13.3.09

Le passage de la nuit – Haruki Murakami

Encore un roman japonais éblouissant, une de ces perles à ajouter à la liste qui commence à devenir substantielle des coups de cœur de Cetalir.

H. Murakami est né en 1949 et son premier livre, Ecoute le chant du vent, malheureusement non traduit en France, lui a valu un prix local. Saluons encore une fois le travail du petit éditeur Belfond qui est l’éditeur principal de ce romancier injustement méconnu chez nous.

« Le passage de la nuit » est une œuvre singulière, une composition d’atmosphère, toute en nuances, un exercice de style qui fait cohabiter quelques personnages, le temps d’une seule nuit.

Une très courte nuit, une fois tous les salary-men de Tokyo rentrés chez eux et avant que les premiers trains de 5.00 ne commencent à déverser leur flot de lointains banlieusards.

Une nuit pour les paumés, les marginaux, les laissés-pour-compte, les violents, cette zone floue faite d’humanité, de joies, de cris et de remugles. Une nuit qui avance au rythme d’une horloge, chaque chapitre nous emmenant d’une heure à l’autre ou nous faisant trottiner sur quelques minutes.

Dans cette nuit, nous allons rapidement tomber sur une prostituée chinoise, ne parlant pas un mot de japonais, et qui vient de se faire tabasser par un cadre, obsédé de l’ordre, de la propreté, de la minutie et qui rythme une vie vide de sens aux mesures de Bach ou de Scarlatti.
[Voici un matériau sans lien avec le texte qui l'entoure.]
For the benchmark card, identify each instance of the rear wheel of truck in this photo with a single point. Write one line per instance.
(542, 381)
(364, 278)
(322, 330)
Autour de cette prostituée, mal en point, abandonnée au fond d’un minable love-hotel, une petite communauté de solidarité va se former. Nous ferons successivement connaissance d’une femme de chambre en fuite de la mafia japonaise, une gérante ex-catcheuse professionnelle, un étudiant amoureux fou de jazz et deux sœurs. Deux sœurs aussi différentes que possible.

La plus jeune est en proie aux doutes, cherche un sens à sa vie et à ce qui emprisonne sa sœur aînée. Une sœur aînée, belle, admirée, mannequin de mode et qui, sans prévenir, a décidé de se laisser dormir jusqu’au bout, jusqu’au passage de la grande nuit. C’est elle que nous allons observer du coin de l’œil en assistant à un sommeil sans fin, à peine troublé de périodes de courts réveils destinés à maintenir les fonctions biologiques essentielles.
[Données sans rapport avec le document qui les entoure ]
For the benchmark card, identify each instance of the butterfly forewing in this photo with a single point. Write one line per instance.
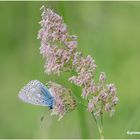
(36, 93)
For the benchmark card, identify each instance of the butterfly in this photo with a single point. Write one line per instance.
(37, 94)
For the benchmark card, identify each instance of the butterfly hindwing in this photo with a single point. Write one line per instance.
(37, 94)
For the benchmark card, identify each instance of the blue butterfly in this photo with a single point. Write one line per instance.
(37, 94)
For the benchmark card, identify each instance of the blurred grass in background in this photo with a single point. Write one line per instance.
(109, 31)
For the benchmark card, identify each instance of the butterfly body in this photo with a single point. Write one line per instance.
(37, 94)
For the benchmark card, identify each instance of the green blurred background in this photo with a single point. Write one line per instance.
(109, 31)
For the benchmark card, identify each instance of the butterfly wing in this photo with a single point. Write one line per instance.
(37, 94)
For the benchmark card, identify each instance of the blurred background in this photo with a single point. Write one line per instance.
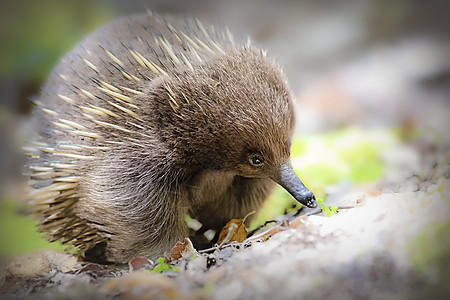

C’est la juxtaposition de toutes ces histoires intimement mêlées qui va à la fois donner sens au roman et former le carburant vital permettant à chacune et chacun de ces paumés de eux aussi passer la nuit et repartir de l’avant.

Laissez-vous porter par le temps qui s’égrène lentement, par la succession de ces tout-petits riens qu’on ne remarque jamais, jusqu’à ce qu’ils finissent par former un morceau de vie, un tableau plein de sens.

Un livre profondément humain, immensément poétique, admirable. Indispensable à tout honnête homme qui se passionne de littérature.